Just as the Central Statistics Office (CSO) confirmed Ireland’s 2020 grain production to be down 16% on the previous year, international grain prices have kicked on once again.
That is not to suggest that the two are cause and effect, but lower than expected global production last year, combined with higher demand, has left lower stock levels to buffer any weather-related production difficulties this year.
Area, weather and stocks have again become a concern in recent weeks as the combination of cold and dryness affect planting and crop potential.

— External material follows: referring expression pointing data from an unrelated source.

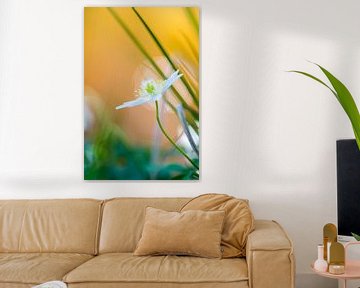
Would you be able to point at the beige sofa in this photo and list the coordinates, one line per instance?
(89, 243)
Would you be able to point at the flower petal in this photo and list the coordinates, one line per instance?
(171, 80)
(137, 102)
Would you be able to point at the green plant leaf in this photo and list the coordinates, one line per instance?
(344, 97)
(166, 54)
(356, 236)
(142, 49)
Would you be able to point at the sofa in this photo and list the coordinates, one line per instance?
(89, 243)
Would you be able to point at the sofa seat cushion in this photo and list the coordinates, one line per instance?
(36, 268)
(125, 267)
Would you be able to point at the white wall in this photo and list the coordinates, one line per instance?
(267, 135)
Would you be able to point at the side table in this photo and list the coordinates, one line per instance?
(352, 269)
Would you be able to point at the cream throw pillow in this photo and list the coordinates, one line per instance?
(193, 232)
(238, 223)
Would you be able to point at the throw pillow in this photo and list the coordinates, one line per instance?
(239, 220)
(196, 233)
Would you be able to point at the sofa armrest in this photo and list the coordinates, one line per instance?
(269, 256)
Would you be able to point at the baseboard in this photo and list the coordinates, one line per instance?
(309, 280)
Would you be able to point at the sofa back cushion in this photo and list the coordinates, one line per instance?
(66, 226)
(123, 220)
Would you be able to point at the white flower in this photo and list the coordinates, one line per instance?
(151, 91)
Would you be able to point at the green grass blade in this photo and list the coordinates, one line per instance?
(167, 56)
(357, 237)
(347, 102)
(149, 58)
(316, 79)
(344, 97)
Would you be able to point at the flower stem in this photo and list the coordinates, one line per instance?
(172, 141)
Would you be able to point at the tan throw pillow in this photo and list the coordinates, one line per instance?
(196, 233)
(239, 221)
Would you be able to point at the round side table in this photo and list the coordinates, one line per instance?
(352, 269)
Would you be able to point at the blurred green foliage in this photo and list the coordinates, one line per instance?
(108, 156)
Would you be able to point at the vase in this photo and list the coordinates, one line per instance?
(320, 264)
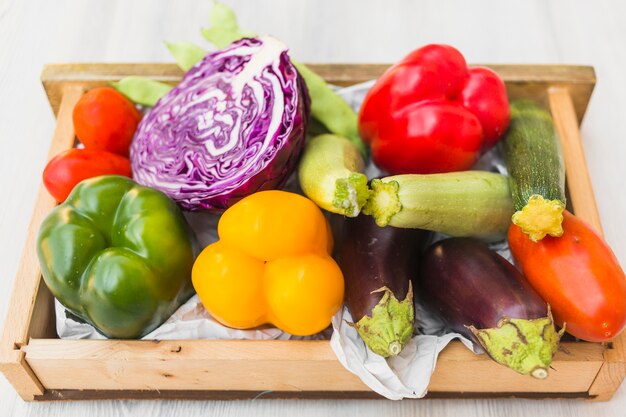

This has led to a price spike which provides growers with forward selling opportunities. While prices could rise further, early spring weather problems frequently self-correct allowing prices to fall again.
November wheat pushed up on €215/t this week, with barley up to €205/t.
Chicago December maize has been on an upward trend since last August (€118/t) and it traded at €174/t this week.
Production in 2020 was 2.013Mt, down from 2.396Mt in 2019
This lack of ‘cheap’ maize is supporting prices but any news of increased area or yield potential could reverse this trend.
The lower Irish production in 2020 was a consequence of the lower winter crop planting, winter damage, drought issues and a very small reduction in overall area.
Production in 2020 was 2.013Mt, down from 2.396Mt in 2019. Potato production in 2020 was down 21.5% on 2019, mainly a consequence of high yields? that year.